Saturday, August 19, 2006

Some rambling comments about JLG.

I was reading John Lewis Gaddis's Surprise, Security, and the American Experience---his second-most recent book---last night, and got about half-way through. Before you think this is very good of me, being post-comps and all, the book is really, really short, so it didn't take too long. It was also 4am, so there wasn't much else to do.

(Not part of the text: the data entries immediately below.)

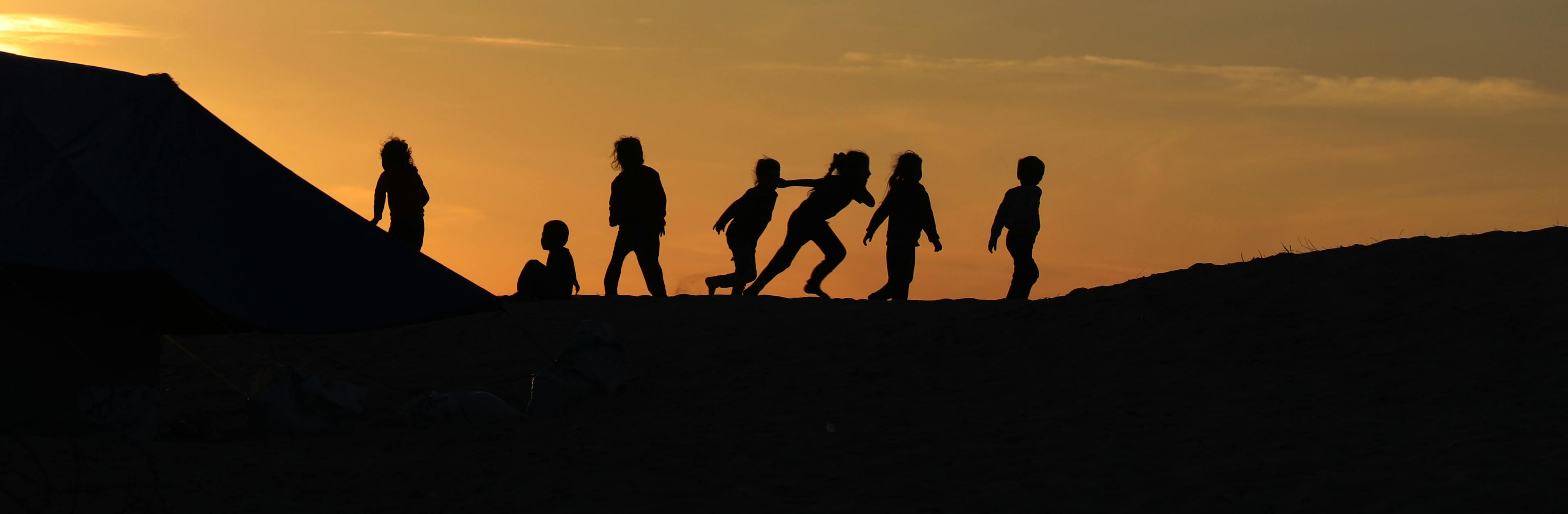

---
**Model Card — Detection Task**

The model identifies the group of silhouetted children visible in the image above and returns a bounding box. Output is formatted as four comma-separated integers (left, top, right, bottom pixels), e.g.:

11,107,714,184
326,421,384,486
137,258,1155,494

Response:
372,138,1046,299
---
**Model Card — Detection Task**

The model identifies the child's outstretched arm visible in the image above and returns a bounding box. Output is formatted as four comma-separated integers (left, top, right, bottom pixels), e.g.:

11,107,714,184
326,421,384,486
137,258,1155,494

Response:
713,196,746,233
778,179,822,190
855,185,877,207
861,193,892,246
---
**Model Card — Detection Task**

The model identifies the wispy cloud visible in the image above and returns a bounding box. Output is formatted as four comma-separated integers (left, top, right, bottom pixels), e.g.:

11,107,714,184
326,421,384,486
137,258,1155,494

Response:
750,52,1568,110
332,30,637,50
0,14,157,53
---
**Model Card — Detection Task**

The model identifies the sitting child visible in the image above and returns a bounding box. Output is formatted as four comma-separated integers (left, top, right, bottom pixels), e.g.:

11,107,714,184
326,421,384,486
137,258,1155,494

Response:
513,219,582,299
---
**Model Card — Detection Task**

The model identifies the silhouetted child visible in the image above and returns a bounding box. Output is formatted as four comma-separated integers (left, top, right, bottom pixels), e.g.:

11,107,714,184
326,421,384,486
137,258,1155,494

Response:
370,136,430,251
513,219,582,299
604,138,665,296
745,151,877,298
986,155,1046,299
861,152,942,299
706,158,779,295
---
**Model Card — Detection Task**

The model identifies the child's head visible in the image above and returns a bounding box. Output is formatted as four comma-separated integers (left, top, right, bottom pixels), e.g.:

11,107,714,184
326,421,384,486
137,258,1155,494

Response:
381,136,414,169
610,136,643,169
1018,155,1046,185
887,151,922,188
751,157,779,186
823,151,872,180
539,219,569,249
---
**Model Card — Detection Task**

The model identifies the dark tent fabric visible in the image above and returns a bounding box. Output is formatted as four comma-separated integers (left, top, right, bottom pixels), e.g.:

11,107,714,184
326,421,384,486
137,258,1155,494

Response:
0,53,495,332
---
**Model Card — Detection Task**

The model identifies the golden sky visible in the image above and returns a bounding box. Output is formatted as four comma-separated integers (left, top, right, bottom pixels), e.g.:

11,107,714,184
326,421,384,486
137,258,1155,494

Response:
0,0,1568,299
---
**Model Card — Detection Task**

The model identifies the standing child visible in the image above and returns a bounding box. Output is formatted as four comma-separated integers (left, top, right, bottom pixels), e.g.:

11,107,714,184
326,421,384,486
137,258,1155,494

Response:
986,155,1046,299
861,152,942,299
706,158,779,295
742,151,877,298
514,219,582,299
370,136,430,251
604,138,665,296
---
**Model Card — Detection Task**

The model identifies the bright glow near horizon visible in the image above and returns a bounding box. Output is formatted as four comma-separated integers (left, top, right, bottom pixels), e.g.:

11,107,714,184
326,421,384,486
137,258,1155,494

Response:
0,0,1568,299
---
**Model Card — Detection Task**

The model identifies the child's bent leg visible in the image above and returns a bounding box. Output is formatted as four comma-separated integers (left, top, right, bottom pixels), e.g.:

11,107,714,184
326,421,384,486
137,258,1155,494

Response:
604,229,632,296
731,246,757,295
745,229,811,296
887,246,914,299
1007,232,1040,299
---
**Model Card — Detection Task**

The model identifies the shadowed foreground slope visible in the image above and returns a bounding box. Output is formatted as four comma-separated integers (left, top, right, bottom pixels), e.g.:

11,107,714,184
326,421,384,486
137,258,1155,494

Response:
0,227,1568,512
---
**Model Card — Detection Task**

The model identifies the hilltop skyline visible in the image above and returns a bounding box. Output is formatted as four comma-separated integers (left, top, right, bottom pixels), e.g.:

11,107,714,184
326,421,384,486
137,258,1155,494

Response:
0,0,1568,299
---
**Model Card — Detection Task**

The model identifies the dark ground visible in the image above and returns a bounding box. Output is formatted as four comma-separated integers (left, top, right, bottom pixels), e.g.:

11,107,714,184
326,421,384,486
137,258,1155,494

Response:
0,227,1568,512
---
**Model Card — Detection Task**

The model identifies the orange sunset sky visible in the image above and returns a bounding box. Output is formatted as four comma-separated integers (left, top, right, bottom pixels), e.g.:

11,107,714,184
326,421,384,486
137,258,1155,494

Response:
0,0,1568,299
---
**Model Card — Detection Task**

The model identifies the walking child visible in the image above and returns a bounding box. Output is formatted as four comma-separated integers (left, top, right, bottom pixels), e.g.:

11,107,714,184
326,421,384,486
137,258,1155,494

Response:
986,155,1046,299
706,158,779,295
604,138,665,296
861,152,942,299
370,136,430,251
514,219,582,299
743,151,877,298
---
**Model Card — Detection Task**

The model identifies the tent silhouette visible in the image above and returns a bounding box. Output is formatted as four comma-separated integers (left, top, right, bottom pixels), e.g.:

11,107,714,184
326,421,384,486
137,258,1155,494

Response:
0,53,494,332
0,53,495,423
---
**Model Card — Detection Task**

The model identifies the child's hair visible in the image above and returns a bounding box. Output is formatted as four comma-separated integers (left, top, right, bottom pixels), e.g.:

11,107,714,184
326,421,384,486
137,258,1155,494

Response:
381,136,419,169
887,151,922,190
751,157,779,185
610,136,643,169
1018,155,1046,185
822,151,872,180
539,219,571,248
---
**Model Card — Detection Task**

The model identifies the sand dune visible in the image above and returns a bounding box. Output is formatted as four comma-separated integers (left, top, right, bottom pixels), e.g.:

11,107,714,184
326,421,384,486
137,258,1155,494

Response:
0,227,1568,512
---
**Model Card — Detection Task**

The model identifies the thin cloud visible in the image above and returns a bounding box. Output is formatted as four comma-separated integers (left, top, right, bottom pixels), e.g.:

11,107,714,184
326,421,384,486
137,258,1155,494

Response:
0,14,157,53
748,52,1568,110
332,30,637,50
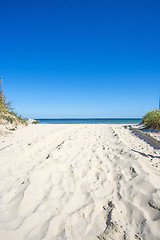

This book is an odd little set of lectures, whipped together to make an odd little triumphalist "history book." Gaddis can be a decent historian, but he seems to have lost his way in recent years. His Cold War was apparently very bad. I haven't read it, but Tony Judt gave it a scathing review, and one of my professors, who is a fairly conservative guy, thought it sucked too ("the research is embarassing"). In Surprise Gaddis riffs on unilateralism, preemptiveness, and hegemony, basically providing some "historical analogies" (read: uncritically chosen anecdotes unworthy of a serious historian) to justify American foreign policy immediately after 9/11. I don't object to this book being written, but I'm disappointed that Gaddis would write something so un-historian-like. It isn't an attempt to put current practice into historical perspective---not really---or show how foreign policy thinking has changed over the years in response to changing circumstances. Part of my problem is that I am uncomfortable with all his essentializing of "security" (and everything else he essentializes), but even if I let him get away with this, I'm still bothered. I don't think it's the historian's job to soothe public and policy maker anxieties about complex and significant state policies. I rather think it's their job to explain things critically. And, if they are going to write about current events, shouldn't they point out philosophical hipocrisies and other evidence of unthoughtful thinking on the part of policy makers and leaders? Hmmm. Gaddis is also too quick to blame the other side for doing things which force Americans' hands in certain directions. To read him, you'd think the US is an island of civilization in a vast sea of barbarism that is the rest of the world. And that questionable actions by Americans---or American-supported groups---do not much affect America. I know lots of people believe this, but I don't buy it. What is my point? I guess it's just that I find Gaddis's underlying assumptions and beliefs really bizarre, and this being the case, his book is of little use to me other than as an example of how people like him think. Which is why I only read half of it: I realized that I'd learned enough. And I've already returned the book to my supervisor.

P.S. I just scanned some of the customer reviews on amazon.ca---wow, but I guess I shouldn't be surprised. For non-academic types, Gaddis seems erudite and he writes all the right things (for the right-thinking people), but, to quote another of my professors, "oh, that's an awful book." I probably wouldn't say that, but it is profoundly embarassing.